How Cutco Changes Its Culture
In previous articles, we have proposed “the Golden Rule of Management” as a framework for changing an organization’s culture. The rule requires that the organization’s management have faith in its people, trust them to perform their jobs and support organizational goals, and treat them with respect. It also requires that workers feel part of a winning team that is inclusive, successful, and with purpose that resonates with their values. We have written about the GM Tonawanda Engine Plant as an example of how the Golden Rule of Management transformed that plant’s toxic culture to a healthy one, energizing its workforce in the process. We would like to share how another company, Cutco Corporation, changed its culture by implementing the Golden Rule of Management.
Our information came from interviews with executives who initiated culture change, the current CEO, a VP of manufacturing, current union leaders, and hourly workers. Here is what they told us.
By way of background, in 1949, Alcas Cutlery (now known as Cutco) was founded by Aluminum Company of America (ALCOA), which partnered with Case Cutlery. From its beginning, Alcas had a difficult relationship with its workers. Many strikes and open hostility between management and union leaders led to a toxic culture and poor performance. In 1982, Alcoa, then the sole owner, sold the company to its management team.
In 1984, the business was failing and in crisis. Several significant events happened that year. Like the Tonawanda Engine Plant, Cutco needed to create a plan to survive. First on the agenda was an effort to lower the cost of doing business. The union agreed to a one-year wage freeze, and management took significant cuts in salary. A year later, the company performed well enough to obtain bank financing, give raises to union workers, and pay salaried workers their lost wages. It also made a significant strategic change: management ended the practice of making products for other companies and focused on its own brand of high-quality cutlery, which was the Cutco brand. Cutco branded products had higher margins, which yielded more profits. This allowed the company to invest in new machinery that fueled further growth in sales and profits.

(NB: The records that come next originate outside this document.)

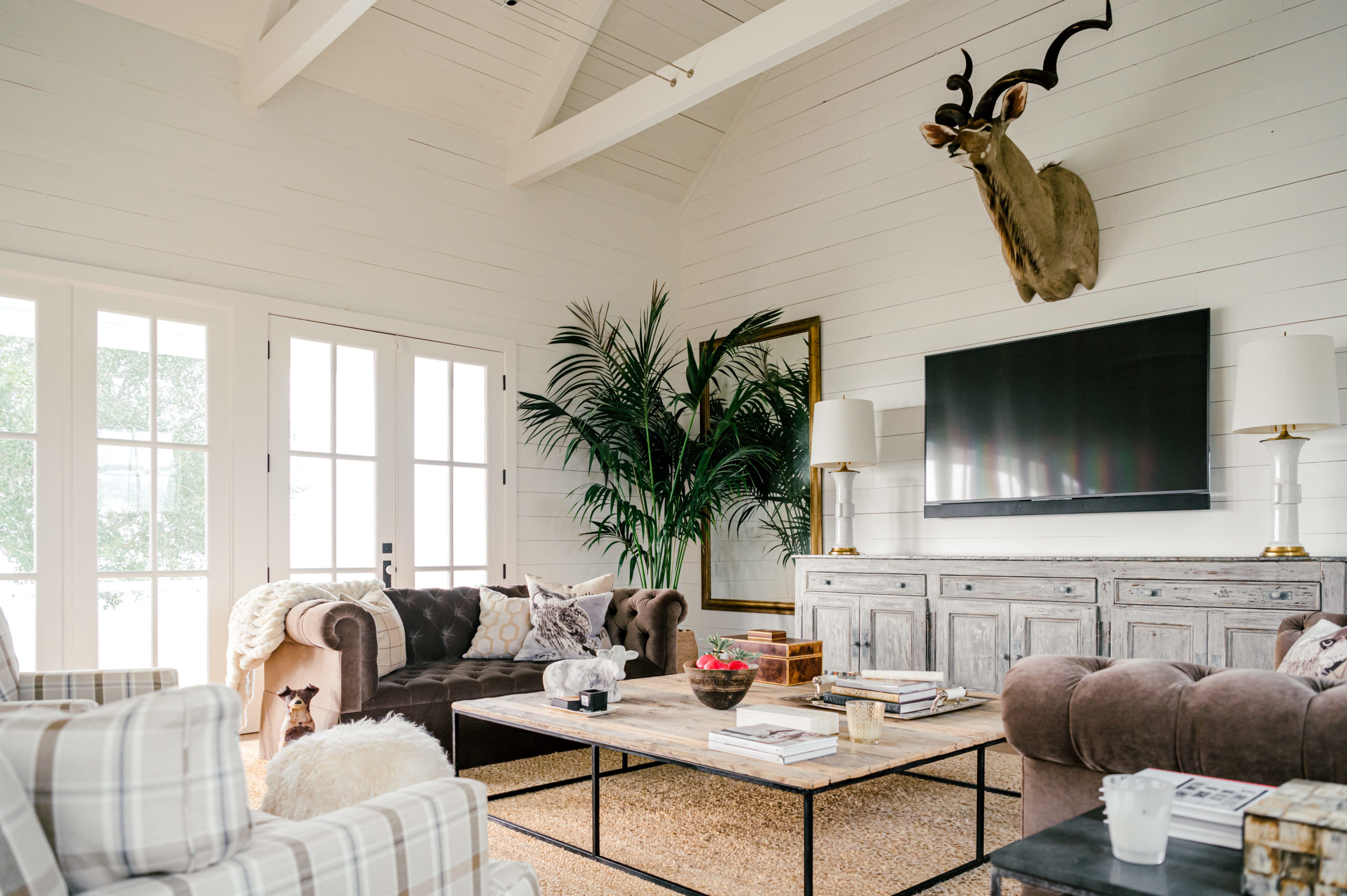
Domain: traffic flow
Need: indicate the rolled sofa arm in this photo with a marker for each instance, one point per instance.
(332, 646)
(1120, 716)
(646, 620)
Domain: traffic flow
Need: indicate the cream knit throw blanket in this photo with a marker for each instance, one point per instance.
(258, 621)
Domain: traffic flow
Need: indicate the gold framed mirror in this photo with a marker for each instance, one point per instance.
(747, 561)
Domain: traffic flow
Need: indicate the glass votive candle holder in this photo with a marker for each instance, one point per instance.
(865, 721)
(1139, 817)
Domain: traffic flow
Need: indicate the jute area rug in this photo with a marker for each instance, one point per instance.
(728, 839)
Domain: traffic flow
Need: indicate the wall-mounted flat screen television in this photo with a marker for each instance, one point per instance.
(1113, 418)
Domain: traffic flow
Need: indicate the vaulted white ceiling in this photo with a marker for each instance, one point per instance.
(479, 64)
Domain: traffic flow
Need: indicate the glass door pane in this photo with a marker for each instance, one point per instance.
(456, 464)
(332, 486)
(152, 422)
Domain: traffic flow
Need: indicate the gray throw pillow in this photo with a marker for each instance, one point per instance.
(564, 628)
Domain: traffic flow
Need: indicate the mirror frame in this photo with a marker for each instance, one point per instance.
(812, 327)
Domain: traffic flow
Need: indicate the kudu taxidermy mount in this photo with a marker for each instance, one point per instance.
(1050, 235)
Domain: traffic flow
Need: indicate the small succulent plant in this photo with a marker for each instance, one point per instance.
(725, 655)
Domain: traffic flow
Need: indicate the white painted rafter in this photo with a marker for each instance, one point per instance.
(785, 32)
(561, 72)
(283, 39)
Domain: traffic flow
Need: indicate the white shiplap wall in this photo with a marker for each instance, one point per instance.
(1214, 140)
(124, 147)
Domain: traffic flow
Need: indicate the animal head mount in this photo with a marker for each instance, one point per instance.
(1050, 235)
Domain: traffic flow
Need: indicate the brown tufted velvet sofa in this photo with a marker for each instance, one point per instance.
(1078, 719)
(332, 645)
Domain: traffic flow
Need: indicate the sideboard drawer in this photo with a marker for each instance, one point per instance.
(907, 584)
(1290, 596)
(1019, 588)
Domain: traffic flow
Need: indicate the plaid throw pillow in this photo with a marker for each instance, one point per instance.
(148, 784)
(26, 861)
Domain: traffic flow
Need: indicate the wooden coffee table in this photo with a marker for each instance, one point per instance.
(660, 720)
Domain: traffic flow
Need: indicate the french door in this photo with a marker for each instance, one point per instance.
(386, 458)
(152, 412)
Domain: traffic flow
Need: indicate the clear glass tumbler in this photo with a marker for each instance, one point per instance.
(1139, 817)
(865, 721)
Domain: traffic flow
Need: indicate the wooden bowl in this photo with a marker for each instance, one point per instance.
(720, 688)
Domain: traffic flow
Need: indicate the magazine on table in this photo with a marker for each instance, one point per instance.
(772, 739)
(1210, 799)
(773, 758)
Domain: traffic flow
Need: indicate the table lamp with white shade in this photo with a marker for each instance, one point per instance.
(1285, 385)
(843, 440)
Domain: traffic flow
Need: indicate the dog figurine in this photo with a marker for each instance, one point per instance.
(301, 721)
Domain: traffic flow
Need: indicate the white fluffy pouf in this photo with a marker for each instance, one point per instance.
(348, 764)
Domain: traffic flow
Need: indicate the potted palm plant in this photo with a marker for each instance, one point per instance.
(616, 403)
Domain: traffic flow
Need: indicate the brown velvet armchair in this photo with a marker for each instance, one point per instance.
(1078, 719)
(332, 645)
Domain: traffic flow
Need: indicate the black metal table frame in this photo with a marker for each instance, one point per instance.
(807, 794)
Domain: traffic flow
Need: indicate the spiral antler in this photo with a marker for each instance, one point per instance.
(1044, 77)
(956, 115)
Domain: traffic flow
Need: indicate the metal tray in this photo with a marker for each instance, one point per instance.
(807, 700)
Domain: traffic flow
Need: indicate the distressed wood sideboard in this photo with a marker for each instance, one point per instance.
(974, 618)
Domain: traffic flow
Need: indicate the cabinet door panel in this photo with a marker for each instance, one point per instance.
(1152, 632)
(1052, 628)
(973, 643)
(836, 621)
(893, 632)
(1242, 639)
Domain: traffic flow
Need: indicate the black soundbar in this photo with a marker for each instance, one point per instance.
(1085, 505)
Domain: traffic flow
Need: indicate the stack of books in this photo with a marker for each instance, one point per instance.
(772, 743)
(899, 697)
(1209, 810)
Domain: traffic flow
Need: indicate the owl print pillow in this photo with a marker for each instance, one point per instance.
(562, 630)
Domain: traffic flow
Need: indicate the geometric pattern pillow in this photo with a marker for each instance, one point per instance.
(1321, 652)
(26, 860)
(147, 784)
(504, 623)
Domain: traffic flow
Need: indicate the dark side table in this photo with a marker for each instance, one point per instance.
(1075, 859)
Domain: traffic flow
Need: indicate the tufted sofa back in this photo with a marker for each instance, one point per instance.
(1115, 716)
(441, 623)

Soon after the challenges of 1984, the new ownership team initiated some major culture changes to improve the relationship between the union and management. One of the first programs it instituted was to change the existing “gainsharing” program which rewarded workers for reaching certain goals to a profit-sharing program. Management felt strongly that sharing profits was the way to do right by the people who were making good things happen, and it was a method to offer a tangible incentive for them to continue doing so.

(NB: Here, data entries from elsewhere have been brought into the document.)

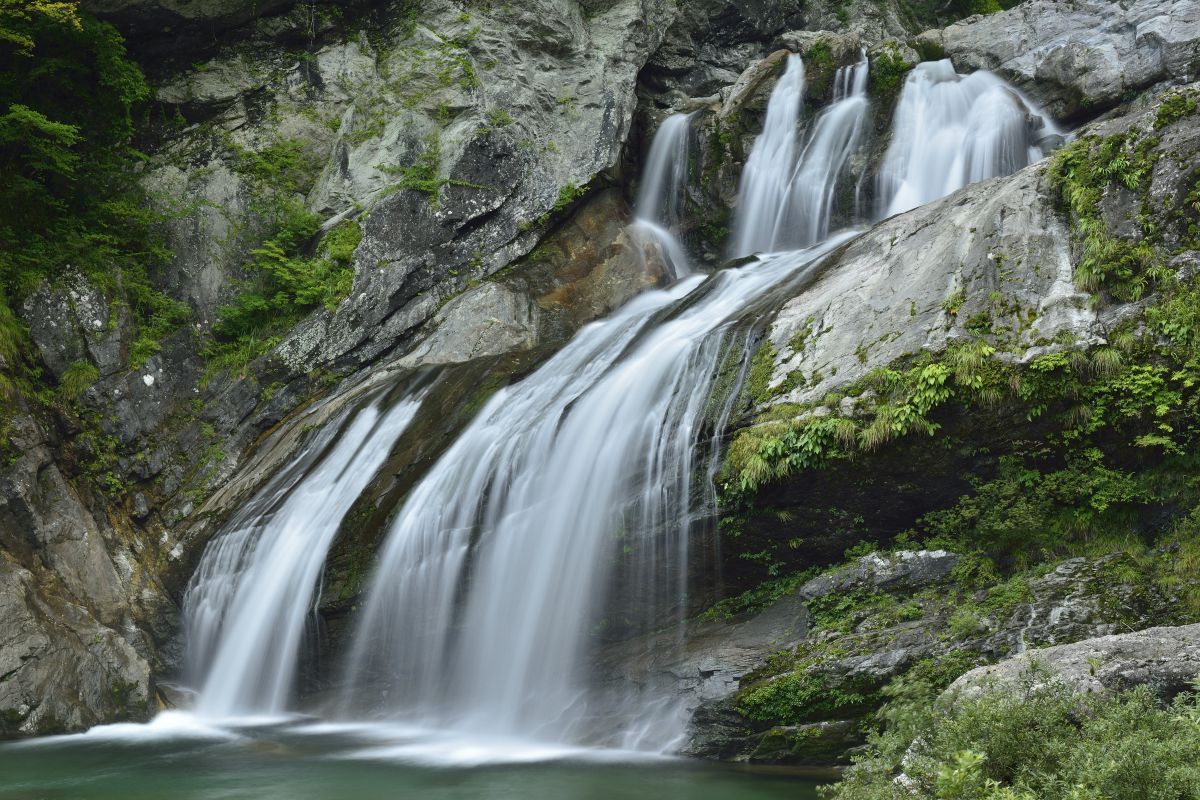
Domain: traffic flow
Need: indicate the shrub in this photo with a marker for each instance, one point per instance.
(1038, 743)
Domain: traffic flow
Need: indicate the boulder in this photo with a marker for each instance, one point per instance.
(1164, 659)
(1073, 58)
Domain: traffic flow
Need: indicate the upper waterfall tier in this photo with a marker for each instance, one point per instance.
(660, 199)
(952, 130)
(582, 475)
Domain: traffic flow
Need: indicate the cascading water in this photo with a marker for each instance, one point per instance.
(247, 605)
(803, 217)
(495, 569)
(787, 194)
(659, 208)
(499, 567)
(953, 130)
(765, 178)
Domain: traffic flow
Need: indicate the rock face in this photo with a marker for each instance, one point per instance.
(70, 591)
(515, 110)
(1074, 56)
(478, 152)
(915, 282)
(856, 627)
(1164, 659)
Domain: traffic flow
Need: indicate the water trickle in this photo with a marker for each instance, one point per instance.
(953, 130)
(659, 209)
(249, 602)
(765, 179)
(498, 564)
(804, 215)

Company social events were established where workers and managers jointly celebrated their accomplishments. These events became a huge success and continue today. Leadership training was offered to all managers to encourage better relationships with workers.
Another significant change took place in 1991, when time clocks that registered when workers came to work and left were eliminated. The philosophy surrounding this change was that the continued growth and prosperity of the company was based on a growing trust and loyalty between the company and its employees. Therefore, the company took an actionable step that reflected its faith and trust in the loyalty of its employees and discontinued the use of time clocks.
Cutco’s progress was not without its setbacks, however. Despite the time and effort, the company put into cultivation of this positive labor relations approach, the relationship between the company and its union became strained when, in 2000, the workers elected a president who turned out to be contemptuous of management. This strained climate persisted until 2009, when the adversarial president was voted out of office in favor of a president who accepted management’s offer to partner with the union on major decisions. On the manufacturing floor, optimism replaced negativity, and managers, for the most part, treated workers with trust and respect.
In contrast with other manufacturing companies in Olean, New York, where Cutco was headquartered, Cutco invested time and money into local institutions and programs that aligned the company with its community. The company’s social responsibility was not lost on its workers, most of whom lived in the community. Employee turnover was rare, except for retirements.
It was clear talking with managers and union leaders that they took great pride in working for Cutco. We also talked to workers in a tour of one of Cutco’s major manufacturing facilities. To a person, workers told us they loved their jobs and the company.
Management at Cutco today readily acknowledges that a healthy culture is an ongoing challenge. They are committed to working with their union; treating everyone with faith, trust, and respect; and continuing to invest in a winning business strategy to maintain the financial health of the company. In other words, they have created a great culture that embraces the Golden Rule of Management.